Aqui está o que chamou minha atenção: esse fundo acompanha o índice Dow Jones International Dividend 100, que foca em 100 ações fora dos EUA com históricos sólidos de dividendos. No último ano, superou o índice MSCI ACWI ex EUA IMI em quase 400 pontos base. E veja só—o rendimento dos últimos 12 meses está em 3,36%, o que é 31 pontos base à frente daquele benchmark internacional. Não é algo revolucionário, mas é sólido e sustentável.

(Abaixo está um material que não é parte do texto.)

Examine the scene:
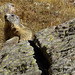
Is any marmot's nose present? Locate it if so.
[4,15,7,19]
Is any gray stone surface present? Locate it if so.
[0,37,41,75]
[35,19,75,75]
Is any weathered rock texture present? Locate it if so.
[0,37,41,75]
[0,3,17,15]
[35,19,75,75]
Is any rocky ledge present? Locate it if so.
[35,19,75,75]
[0,19,75,75]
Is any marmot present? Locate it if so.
[4,14,32,41]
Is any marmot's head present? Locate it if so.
[4,14,21,25]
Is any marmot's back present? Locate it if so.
[4,14,32,40]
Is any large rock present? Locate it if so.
[35,19,75,75]
[0,37,41,75]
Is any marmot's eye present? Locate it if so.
[11,14,14,17]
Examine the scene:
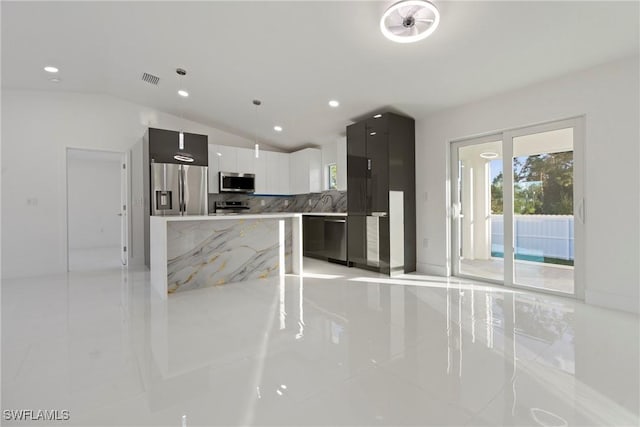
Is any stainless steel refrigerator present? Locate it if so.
[151,163,209,216]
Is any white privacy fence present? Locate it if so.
[491,215,573,260]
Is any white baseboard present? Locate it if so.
[416,262,450,277]
[585,289,640,314]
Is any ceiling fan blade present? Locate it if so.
[398,6,420,19]
[387,25,407,33]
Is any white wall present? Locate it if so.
[2,90,253,278]
[416,57,640,312]
[67,150,121,249]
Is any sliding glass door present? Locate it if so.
[451,119,584,298]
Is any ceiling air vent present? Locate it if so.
[142,73,160,86]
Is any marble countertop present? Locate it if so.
[302,212,347,216]
[151,212,302,222]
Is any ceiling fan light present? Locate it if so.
[380,0,440,43]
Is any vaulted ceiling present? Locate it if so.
[1,1,640,150]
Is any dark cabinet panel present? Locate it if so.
[364,128,389,215]
[148,128,209,166]
[302,215,347,264]
[347,123,368,215]
[347,216,367,265]
[347,113,416,273]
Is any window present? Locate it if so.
[327,163,338,190]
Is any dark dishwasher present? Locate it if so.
[303,215,347,264]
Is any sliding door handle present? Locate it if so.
[576,199,584,225]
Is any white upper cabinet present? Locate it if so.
[260,151,291,194]
[209,144,291,195]
[289,148,322,194]
[253,150,266,194]
[235,148,256,173]
[207,144,220,193]
[216,145,238,172]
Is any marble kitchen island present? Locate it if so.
[149,213,302,299]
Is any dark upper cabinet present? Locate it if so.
[364,119,389,215]
[347,113,416,273]
[147,128,209,166]
[347,122,368,215]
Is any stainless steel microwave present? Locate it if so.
[219,172,256,193]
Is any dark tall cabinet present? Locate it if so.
[347,113,416,274]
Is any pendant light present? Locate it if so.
[253,99,262,159]
[173,68,195,163]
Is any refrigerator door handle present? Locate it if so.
[178,165,186,215]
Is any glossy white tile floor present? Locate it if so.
[2,259,639,426]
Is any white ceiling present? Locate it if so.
[1,1,640,150]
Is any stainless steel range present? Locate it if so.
[213,200,249,215]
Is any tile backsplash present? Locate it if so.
[209,190,347,213]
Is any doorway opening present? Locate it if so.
[66,148,128,271]
[451,119,584,298]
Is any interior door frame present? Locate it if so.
[450,116,586,301]
[64,146,132,272]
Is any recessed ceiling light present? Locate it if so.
[380,0,440,43]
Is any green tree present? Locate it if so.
[491,151,573,215]
[514,151,573,215]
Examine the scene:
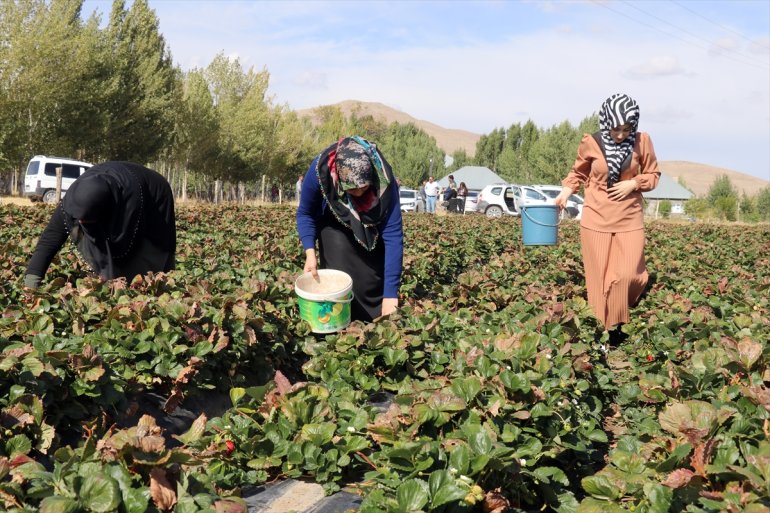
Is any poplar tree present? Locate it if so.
[100,0,177,163]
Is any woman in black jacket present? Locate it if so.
[24,162,176,288]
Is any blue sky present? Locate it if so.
[83,0,770,180]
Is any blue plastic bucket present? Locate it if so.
[521,205,559,246]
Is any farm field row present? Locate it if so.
[0,205,770,513]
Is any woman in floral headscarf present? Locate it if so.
[297,136,404,321]
[555,94,660,343]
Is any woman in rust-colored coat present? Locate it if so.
[556,94,660,343]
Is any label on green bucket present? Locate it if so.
[298,297,350,333]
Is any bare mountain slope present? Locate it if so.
[297,100,770,196]
[660,160,770,196]
[297,100,481,157]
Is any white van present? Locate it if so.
[24,155,93,203]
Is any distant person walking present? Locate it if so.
[425,176,439,214]
[555,94,660,344]
[24,162,176,288]
[447,175,457,191]
[457,182,468,214]
[297,136,404,321]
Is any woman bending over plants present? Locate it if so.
[297,136,404,321]
[24,162,176,288]
[555,94,660,343]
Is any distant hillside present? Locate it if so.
[297,100,770,196]
[660,160,770,196]
[297,100,481,157]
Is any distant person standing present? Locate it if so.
[554,94,660,344]
[457,182,468,214]
[295,175,302,205]
[448,175,457,191]
[425,176,439,214]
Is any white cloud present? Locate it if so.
[709,37,738,55]
[626,56,685,79]
[294,71,329,91]
[88,1,770,180]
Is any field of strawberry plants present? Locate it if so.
[0,206,770,513]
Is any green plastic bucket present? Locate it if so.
[294,269,353,333]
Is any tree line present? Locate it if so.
[0,0,770,218]
[0,0,444,199]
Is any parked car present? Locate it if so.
[476,184,553,217]
[399,188,425,212]
[532,185,583,219]
[24,155,93,203]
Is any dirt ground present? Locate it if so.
[0,196,32,206]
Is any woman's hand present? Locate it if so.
[382,297,398,315]
[607,180,637,200]
[304,248,318,280]
[553,187,572,210]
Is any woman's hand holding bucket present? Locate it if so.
[304,249,318,280]
[382,297,398,315]
[553,187,572,210]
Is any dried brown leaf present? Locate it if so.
[663,468,695,488]
[150,467,176,511]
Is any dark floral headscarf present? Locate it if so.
[316,136,395,251]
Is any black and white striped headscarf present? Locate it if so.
[599,94,639,188]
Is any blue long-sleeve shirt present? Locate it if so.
[297,158,404,298]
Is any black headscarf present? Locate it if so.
[61,162,170,278]
[316,136,395,251]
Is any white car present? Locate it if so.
[24,155,93,203]
[398,188,425,212]
[532,185,583,219]
[476,183,553,217]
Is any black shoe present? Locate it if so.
[607,324,628,347]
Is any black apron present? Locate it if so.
[318,208,385,322]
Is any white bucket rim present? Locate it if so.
[294,269,353,301]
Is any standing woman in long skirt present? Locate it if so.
[555,94,660,343]
[297,136,404,321]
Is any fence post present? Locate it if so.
[54,166,62,205]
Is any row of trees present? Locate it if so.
[450,114,599,184]
[0,0,768,212]
[0,0,443,198]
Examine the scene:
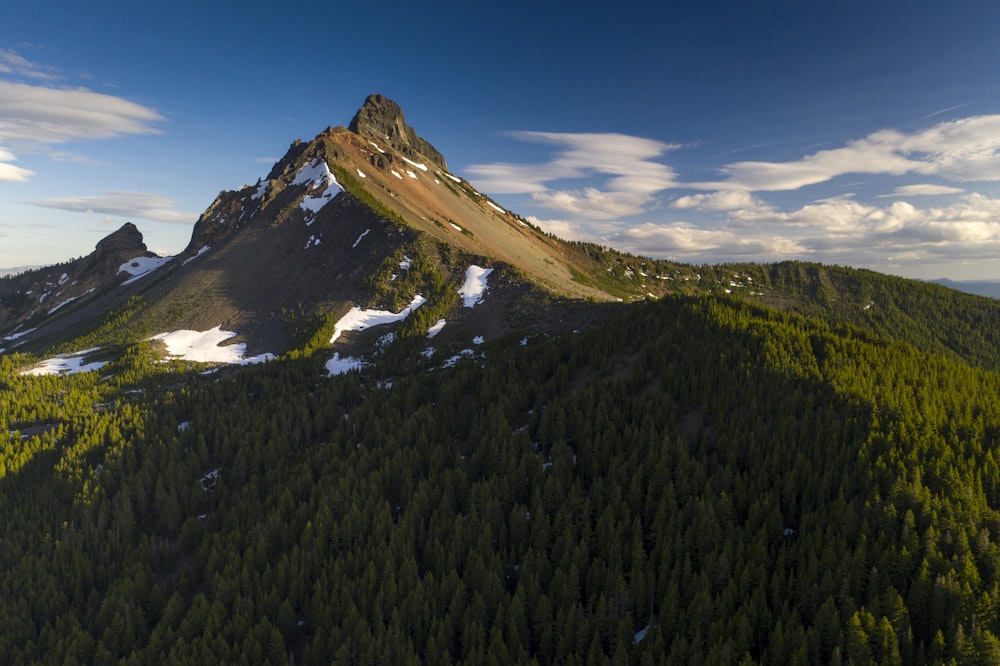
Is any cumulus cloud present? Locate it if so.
[29,192,198,224]
[671,191,760,210]
[467,132,678,219]
[692,115,1000,192]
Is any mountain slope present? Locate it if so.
[0,96,615,352]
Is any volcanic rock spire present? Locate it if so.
[348,95,448,171]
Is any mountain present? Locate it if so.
[0,96,1000,664]
[0,95,665,353]
[933,278,1000,298]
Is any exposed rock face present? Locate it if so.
[348,95,448,171]
[94,222,147,276]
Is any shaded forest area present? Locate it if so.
[0,282,1000,664]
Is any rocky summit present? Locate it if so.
[348,95,448,171]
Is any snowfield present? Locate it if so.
[351,229,371,250]
[458,264,493,308]
[149,326,274,365]
[330,294,427,344]
[427,319,447,338]
[400,155,427,171]
[118,256,173,287]
[292,160,344,225]
[326,353,365,377]
[21,348,106,377]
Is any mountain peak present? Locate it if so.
[97,222,146,256]
[348,94,448,171]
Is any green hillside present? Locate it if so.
[0,264,1000,664]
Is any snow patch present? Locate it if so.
[4,327,38,342]
[149,326,274,365]
[292,160,344,226]
[326,353,365,376]
[118,256,173,287]
[181,245,212,266]
[427,319,448,338]
[400,156,427,171]
[21,349,106,377]
[441,349,475,368]
[351,229,371,249]
[330,294,427,344]
[458,264,493,308]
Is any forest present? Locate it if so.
[0,265,1000,664]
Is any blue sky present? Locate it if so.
[0,0,1000,279]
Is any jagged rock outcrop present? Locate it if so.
[348,95,448,171]
[93,222,148,276]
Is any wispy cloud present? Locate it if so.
[690,115,1000,192]
[0,49,164,182]
[28,192,198,224]
[671,191,759,210]
[467,132,679,219]
[0,81,164,146]
[0,148,34,182]
[0,48,59,81]
[921,102,969,120]
[879,183,965,199]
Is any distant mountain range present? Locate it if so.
[0,96,1000,664]
[931,278,1000,298]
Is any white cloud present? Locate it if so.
[671,191,760,210]
[880,183,965,199]
[0,49,58,81]
[609,222,808,261]
[691,115,1000,192]
[0,61,164,182]
[467,132,678,219]
[0,148,33,182]
[0,81,164,146]
[29,192,198,224]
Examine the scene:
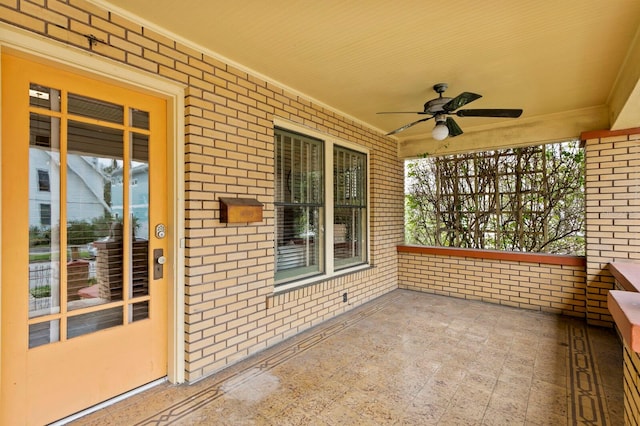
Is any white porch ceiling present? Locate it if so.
[94,0,640,157]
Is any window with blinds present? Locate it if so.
[333,145,367,269]
[275,129,324,283]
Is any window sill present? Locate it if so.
[273,263,374,295]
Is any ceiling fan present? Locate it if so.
[378,83,522,141]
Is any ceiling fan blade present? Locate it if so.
[376,111,428,114]
[442,92,482,112]
[387,117,433,136]
[445,117,464,138]
[456,109,522,118]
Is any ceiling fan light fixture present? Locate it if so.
[431,121,449,141]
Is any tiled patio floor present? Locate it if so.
[67,290,623,426]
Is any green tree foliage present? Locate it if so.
[405,141,584,254]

O que torna isso interessante é a composição. O fundo não busca armadilhas de rendimento; ao contrário, enfatiza consistência e fundamentos sólidos. Esse é o tipo de disciplina que você quer em um fundo de dividendos. Além disso, em termos de timing, as ações internacionais ainda parecem relativamente baratas em comparação com as ações americanas, e as expectativas de crescimento de lucros estão razoáveis para este ano. Os gastos fiscais da Alemanha e as iniciativas de retorno de valor aos acionistas do Japão podem ser catalisadores importantes.

A estrutura de taxas também vale a pena destacar—apenas 0,08% ao ano. Para investidores de longo prazo focados em dividendos que se preocupam com custos, isso é praticamente irrelevante.

Ainda dá tempo de entrar após a recente alta? Provavelmente sim. As avaliações internacionais continuam atraentes, e se você busca um melhor ETF de dividendos com diversificação geográfica e potencial internacional, este merece uma atenção mais de perto. A composição geográfica do fundo (Alemanha e Japão representam juntos 12% das participações) oferece também alguns ângulos interessantes de exposição.

Vale a pena colocar na lista de observação se você estiver construindo uma carteira focada em dividendos com componentes internacionais.